Earlier this week I met with representatives from the RSPCA in Parliament to discuss the charity’s great work in Newport East and the wider region, and to learn more about their campaign priorities for the new Parliament.
Last year in Wales alone the charity rescued over 7,500 animals and rehomed nearly 2,000 – a remarkable achievement and a great testament to the work of their branch volunteers, inspectors and dedicated animal centres – including at our local centre in Newport.
In addition to ongoing campaigns to increase sentencing for perpetrators of animal cruelty and ban the third-party sale of puppies, the RSPCA are calling on politicians to ensure that existing EU animal welfare legislation is not undermined as a result of Brexit; and that current national welfare standards – especially in areas where these are higher than in other countries – are not undermined in the Government’s negotiation of new trade deals. The Government has agreed that the 44 EU-derived animal welfare and wildlife protection laws agreed at a European level will be adopted into the UK statute book as part of the EU Withdrawal Bill.

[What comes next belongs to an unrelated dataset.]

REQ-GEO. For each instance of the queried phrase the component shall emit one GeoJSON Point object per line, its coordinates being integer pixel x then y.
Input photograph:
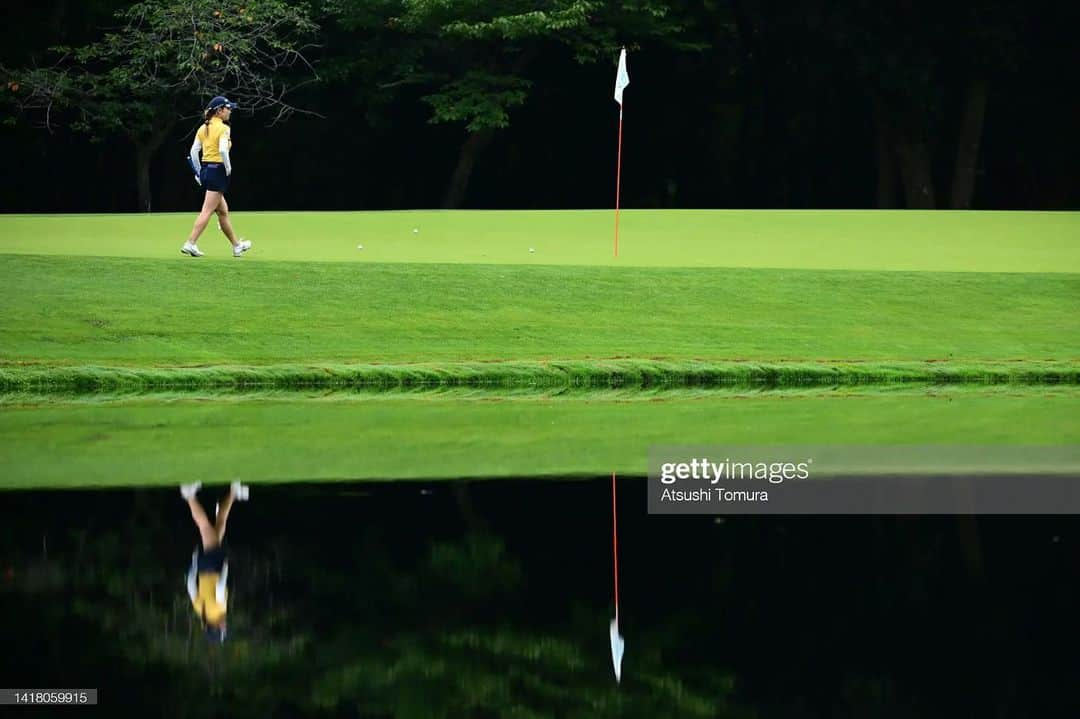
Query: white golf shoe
{"type": "Point", "coordinates": [187, 491]}
{"type": "Point", "coordinates": [188, 248]}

I fully support the RSPCA’s call for increased sentences for animal cruelty, and was pleased to support Labour’s pledge on this in our 2017 manifesto. Similarly I agree that we need to do all we can to ensure that animal welfare standards are not jeopardised as a result of the UK leaving the EU. Labour will be holding the Government to account on this as the EU Withdrawal Bill progresses, and later on as new trade deals are formulated.